I don't think comparing it to something like camera surveillance inside your home is a good idea.
You kind of own your home – if someone places camera in your property, you can just remove it / obstruct vision / sound etc. If doing that will send you to jail then the level of dystopia around is so big it's irrelevant anyway – you're a slave with no rights and you will do that the shocking stick tells you to do.
Phones are different - you kind of don't own them by default because bootloader is locked so you are not free to execute the code you want on the device, as well as app store exists which it tells you what you can install and what you cannot install. The only leverage they have is to make Apple/Google remove certain apps from the EU stores.

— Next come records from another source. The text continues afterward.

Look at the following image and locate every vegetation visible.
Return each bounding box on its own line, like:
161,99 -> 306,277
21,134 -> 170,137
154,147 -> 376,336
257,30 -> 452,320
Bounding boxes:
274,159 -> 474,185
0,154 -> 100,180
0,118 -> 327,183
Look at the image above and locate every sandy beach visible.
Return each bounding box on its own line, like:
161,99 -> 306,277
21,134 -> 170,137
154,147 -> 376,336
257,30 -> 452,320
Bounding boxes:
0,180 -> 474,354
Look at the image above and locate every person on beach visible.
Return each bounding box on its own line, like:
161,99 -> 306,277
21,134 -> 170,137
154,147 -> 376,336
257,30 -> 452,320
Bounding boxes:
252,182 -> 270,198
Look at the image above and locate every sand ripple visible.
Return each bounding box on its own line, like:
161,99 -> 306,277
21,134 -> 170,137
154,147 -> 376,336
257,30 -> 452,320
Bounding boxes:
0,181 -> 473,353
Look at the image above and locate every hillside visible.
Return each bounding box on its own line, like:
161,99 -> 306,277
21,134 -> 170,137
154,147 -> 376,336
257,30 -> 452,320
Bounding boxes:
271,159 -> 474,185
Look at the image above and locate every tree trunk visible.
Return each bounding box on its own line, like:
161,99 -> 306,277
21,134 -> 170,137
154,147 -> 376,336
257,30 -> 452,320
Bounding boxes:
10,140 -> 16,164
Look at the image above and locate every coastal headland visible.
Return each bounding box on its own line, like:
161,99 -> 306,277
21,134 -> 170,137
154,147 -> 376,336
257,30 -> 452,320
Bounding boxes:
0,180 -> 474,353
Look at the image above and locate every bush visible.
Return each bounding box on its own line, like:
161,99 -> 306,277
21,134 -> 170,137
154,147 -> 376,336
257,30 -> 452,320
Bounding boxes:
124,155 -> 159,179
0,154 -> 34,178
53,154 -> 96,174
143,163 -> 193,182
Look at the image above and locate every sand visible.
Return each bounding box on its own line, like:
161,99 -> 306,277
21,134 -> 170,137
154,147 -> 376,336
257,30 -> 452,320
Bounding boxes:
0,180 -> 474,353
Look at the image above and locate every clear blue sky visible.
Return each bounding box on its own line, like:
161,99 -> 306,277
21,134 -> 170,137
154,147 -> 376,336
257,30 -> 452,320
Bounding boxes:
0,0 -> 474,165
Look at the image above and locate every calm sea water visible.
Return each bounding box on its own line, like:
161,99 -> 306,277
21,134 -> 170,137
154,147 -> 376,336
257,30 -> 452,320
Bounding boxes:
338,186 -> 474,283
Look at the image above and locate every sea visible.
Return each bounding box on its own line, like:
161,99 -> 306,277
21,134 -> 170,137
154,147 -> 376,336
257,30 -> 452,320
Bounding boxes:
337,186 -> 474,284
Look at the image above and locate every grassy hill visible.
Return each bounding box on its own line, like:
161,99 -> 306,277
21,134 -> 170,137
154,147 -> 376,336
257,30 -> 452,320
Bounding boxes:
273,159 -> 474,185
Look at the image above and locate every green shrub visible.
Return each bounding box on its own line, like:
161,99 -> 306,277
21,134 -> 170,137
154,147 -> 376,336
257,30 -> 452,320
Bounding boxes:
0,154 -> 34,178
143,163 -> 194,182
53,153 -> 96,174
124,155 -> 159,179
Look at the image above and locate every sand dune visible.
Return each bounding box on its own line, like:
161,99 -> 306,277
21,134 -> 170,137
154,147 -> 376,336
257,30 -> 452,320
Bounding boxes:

That's exactly the thing. Legally you own your phones. You are responsible for what they do.
We are now kind of a the crossroad. Either we expand the SaaS model to everything, or we enforce the until-now rules of ownership of the law.
You own your home, but there are still laws regulating what you're allowed to do in your home.
Yes, exactly. This proposal is just free riding on the sadly enstablished conception that you don't really own your device: it doesn't work in your interest but in those of the manufacturer, the developer of the programs you use and, if this becomes law, your government.
If we really want to stop chat control and all the other proposals that will inevitably come after, we should really work hard to try to reverse this. I think asking "don't break encryption, please" is really the wrong way to go about it.
That really depends on the phone. There's definitely phones where you can unlock the bootloader. It's not as common as it should be though, for sure.